Sia benedetto Iddio che tra di noi ci sia qualcuno che
rappresenti la risurrezione!
Intanto mi chiedo perché dobbiamo giustificare la scelta del matrimonio
quale scelta che rende l’uomo davvero incarnato nella concretezza della parità
assoluta con gli ultimi per via di un processo di immedesimazione
che sarebbe impossibile (o quasi) al celibe. Forse non aveva torto, il
grinzoso, ad affermare che tanti preti celibi hanno
realizzato la condivisione più piena. Potrei citarne alcuni
io, ma mi limito al fondatore della congregazione (attorno alla metà
dell’ottocento), che ho lasciata: visto che a Palermo non c’era un giorno che
non morisse qualche povero per fame, se ne stava tutta la giornata ad
elemosinare col sacco sulle spalle, finché a sera non potesse mangiare assieme
ai poverissimi i bocconi di pane raccolti; e da allora nessuno morì più per
fame (basterebbe spulciare le cronache del tempo). E
non parliamo di tante suore missionarie (non tutte, certamente), eroiche per
davvero.
Celibi o sposati, si
può essere umanissimi o disumani. Ci sono tanti modi di incarnarsi negli
ultimi, non solo attraverso l’uso del sesso (nella forma benedetta da Dio): non
dobbiamo dare adito a valutazioni malevole di essere
dei frustrati e dei sessuomani. Chi oserebbe
sostenere la tesi che è necessario sposarsi per essere
persone mature? Come è errore catalogare tutti i
celibi quali esseri estraniati e…. davvero frustrati,
così è errore catalogare gli sposati come le persone più realizzate nel campo
umano. Non cadiamo nello stesso errore di una chiesa sempre in difesa e in
attacco.
Scusate se riporto
una mia esperienza. Dopo avere scritto il libro “Oltre il Nulla”, ho subito un
vero e proprio processo per i miei errori e i miei
fallimenti. Sapete come me la sono tolta? Dicendo (MA
ERO SINCERA) di meritare l’accusa, ho accettato che la mia vita fosse
costellata di errori e di fallimenti. Ma attraverso
questi ho iniziato un processo di liberazione.
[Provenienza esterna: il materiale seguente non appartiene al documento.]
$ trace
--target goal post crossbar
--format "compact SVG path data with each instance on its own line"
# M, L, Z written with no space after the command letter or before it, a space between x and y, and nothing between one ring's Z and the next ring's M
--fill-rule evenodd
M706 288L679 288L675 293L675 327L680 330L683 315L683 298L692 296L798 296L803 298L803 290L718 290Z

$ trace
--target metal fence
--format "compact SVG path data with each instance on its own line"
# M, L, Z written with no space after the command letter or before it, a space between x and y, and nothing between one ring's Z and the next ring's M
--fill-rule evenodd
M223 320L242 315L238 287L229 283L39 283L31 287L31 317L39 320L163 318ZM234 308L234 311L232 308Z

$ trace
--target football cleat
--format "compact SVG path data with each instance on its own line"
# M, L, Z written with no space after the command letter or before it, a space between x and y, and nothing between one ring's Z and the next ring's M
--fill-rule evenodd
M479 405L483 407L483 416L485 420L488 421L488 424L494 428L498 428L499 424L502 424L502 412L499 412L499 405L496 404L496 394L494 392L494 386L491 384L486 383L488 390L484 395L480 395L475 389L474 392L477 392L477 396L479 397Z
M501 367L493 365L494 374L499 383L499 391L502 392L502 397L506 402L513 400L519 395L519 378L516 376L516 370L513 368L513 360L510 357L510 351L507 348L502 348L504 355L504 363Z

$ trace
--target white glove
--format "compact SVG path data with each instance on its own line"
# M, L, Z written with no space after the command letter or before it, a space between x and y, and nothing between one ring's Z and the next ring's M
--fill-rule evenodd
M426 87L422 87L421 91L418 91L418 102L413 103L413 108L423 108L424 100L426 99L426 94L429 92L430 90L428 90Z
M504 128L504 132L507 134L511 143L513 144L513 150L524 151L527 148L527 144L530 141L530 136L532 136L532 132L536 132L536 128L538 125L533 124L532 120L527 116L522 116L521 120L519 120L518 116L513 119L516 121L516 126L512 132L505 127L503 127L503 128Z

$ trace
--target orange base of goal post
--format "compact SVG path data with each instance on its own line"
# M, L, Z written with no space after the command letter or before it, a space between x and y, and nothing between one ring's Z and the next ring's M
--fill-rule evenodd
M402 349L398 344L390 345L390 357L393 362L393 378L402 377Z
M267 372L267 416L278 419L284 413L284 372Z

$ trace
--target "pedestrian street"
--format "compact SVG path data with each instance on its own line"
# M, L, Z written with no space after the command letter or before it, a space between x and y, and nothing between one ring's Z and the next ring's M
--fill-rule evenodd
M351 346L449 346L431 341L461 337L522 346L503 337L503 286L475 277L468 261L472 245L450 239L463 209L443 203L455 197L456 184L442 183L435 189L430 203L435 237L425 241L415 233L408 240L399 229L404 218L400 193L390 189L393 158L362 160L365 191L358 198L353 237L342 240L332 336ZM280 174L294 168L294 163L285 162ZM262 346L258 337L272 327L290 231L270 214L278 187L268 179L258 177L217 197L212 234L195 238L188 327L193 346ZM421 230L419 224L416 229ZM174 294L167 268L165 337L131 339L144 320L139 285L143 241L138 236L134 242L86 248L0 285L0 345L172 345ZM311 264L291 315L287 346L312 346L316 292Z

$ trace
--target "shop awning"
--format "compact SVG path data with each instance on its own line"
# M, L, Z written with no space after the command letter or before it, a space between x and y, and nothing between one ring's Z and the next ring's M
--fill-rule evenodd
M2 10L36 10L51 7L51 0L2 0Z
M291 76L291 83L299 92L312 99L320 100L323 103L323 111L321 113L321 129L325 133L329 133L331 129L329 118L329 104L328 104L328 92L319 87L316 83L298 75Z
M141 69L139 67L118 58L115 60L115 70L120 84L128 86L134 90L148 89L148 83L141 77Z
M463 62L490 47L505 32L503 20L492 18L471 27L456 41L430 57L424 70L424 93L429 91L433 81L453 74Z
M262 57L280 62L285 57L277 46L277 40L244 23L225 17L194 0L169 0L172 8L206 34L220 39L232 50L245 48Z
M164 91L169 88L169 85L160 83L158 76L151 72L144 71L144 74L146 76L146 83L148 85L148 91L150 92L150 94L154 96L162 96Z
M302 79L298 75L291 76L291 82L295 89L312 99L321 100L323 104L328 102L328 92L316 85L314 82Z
Chi
“resta”, forse, non ha bisogno di attraversare il crogiuolo della sofferenza,
di cui invece ho avuto bisogno io.
Non voglio sfilare
qui la litania dei soliti discorsi pro matrimonio dei preti. Ma
quando siamo intervistati puntiamo su pochi concetti chiari, nettamente chiari.
Ne avrei parecchi da elencare come tutti gli altri.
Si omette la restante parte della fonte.